Come già detto la meccanica di base è davvero semplice e accessibile a chiunque. I punti di collegamento tra le varie scene sono ben scritti e non presentano particolari problemi. Un appunto che si potrebbe fare è che la casualità è davvero troppo… casuale. La vita e la morte dipendono spesso unicamente dal tiro di dado: nello specifico di due lanci concatenati, che lascia il giocatore abbastanza impotente in alcune situazioni.
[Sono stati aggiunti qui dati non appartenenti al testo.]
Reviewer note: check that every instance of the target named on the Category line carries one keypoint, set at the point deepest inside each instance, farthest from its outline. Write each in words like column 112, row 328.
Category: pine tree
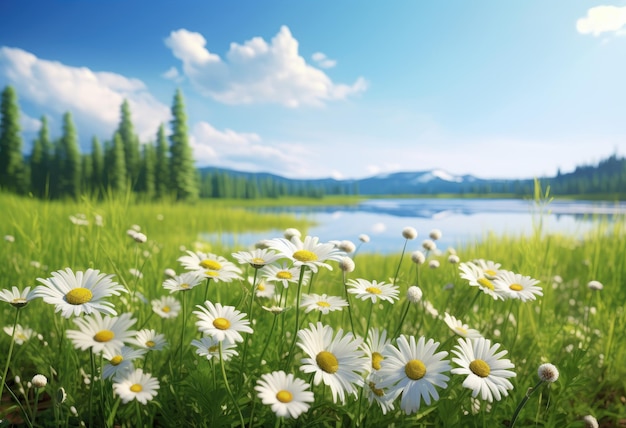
column 12, row 168
column 184, row 181
column 130, row 143
column 162, row 168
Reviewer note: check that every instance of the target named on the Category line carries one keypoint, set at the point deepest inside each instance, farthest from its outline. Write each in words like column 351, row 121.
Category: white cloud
column 93, row 98
column 257, row 71
column 603, row 19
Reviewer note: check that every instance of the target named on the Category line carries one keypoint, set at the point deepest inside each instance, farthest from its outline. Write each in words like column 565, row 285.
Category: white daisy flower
column 518, row 286
column 102, row 333
column 282, row 274
column 338, row 362
column 183, row 282
column 487, row 374
column 22, row 334
column 209, row 347
column 364, row 289
column 459, row 328
column 149, row 340
column 288, row 396
column 413, row 370
column 166, row 307
column 477, row 278
column 222, row 322
column 136, row 385
column 257, row 258
column 17, row 298
column 322, row 303
column 309, row 253
column 80, row 292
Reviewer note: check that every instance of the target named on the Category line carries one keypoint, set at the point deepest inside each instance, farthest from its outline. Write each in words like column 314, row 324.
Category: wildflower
column 209, row 347
column 166, row 307
column 17, row 298
column 322, row 303
column 548, row 373
column 373, row 290
column 183, row 282
column 39, row 381
column 487, row 373
column 102, row 333
column 80, row 292
column 288, row 395
column 459, row 328
column 256, row 258
column 309, row 253
column 337, row 361
column 413, row 370
column 517, row 286
column 409, row 233
column 222, row 322
column 136, row 385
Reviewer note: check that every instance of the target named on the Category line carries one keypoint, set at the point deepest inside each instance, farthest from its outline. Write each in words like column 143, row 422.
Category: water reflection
column 462, row 221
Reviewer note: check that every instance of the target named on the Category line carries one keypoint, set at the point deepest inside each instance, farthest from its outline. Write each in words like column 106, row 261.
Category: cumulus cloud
column 246, row 151
column 257, row 71
column 93, row 98
column 603, row 19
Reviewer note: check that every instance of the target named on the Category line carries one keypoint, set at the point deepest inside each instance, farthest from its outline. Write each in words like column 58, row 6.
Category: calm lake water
column 462, row 221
Una scelta di stile poco apprezzata, invece, è quella del loop. Durante le indagini vi capiterà di poter ripassare più volte nello stesso punto: questo è bello per chi vuole esplorare a fondo tutte le opzioni, ma lascia la sensazione che la scelta non sia davvero importante, perché si potrà comunque tornare indietro. Risulta molto più naturale che, come in alcuni punti del secondo volume, una scelta ne precluda altre. Nel terzo volume invece il problema è risolto del tutto, quindi un plauso agli autori per essersi migliorati costantemente!

Insomma…

… nel complesso io mi sono divertita. Nonostante alcune piccole sviste nell’editing e la necessità di un dado fisico (che comunque a casa non manca mai!) Child Wood è davvero godibile. Ho il sospetto di non aver visto proprio tutto, e alcuni enigmi mi hanno bloccata… ma ci tornerò, io adoro gli enigmi e non sopporto di non averli ancora risolti!
Quindi in definitiva se cercate un’esperienza che ricorda un horror tra Twin Peaks e Dark non rimarrete delusi!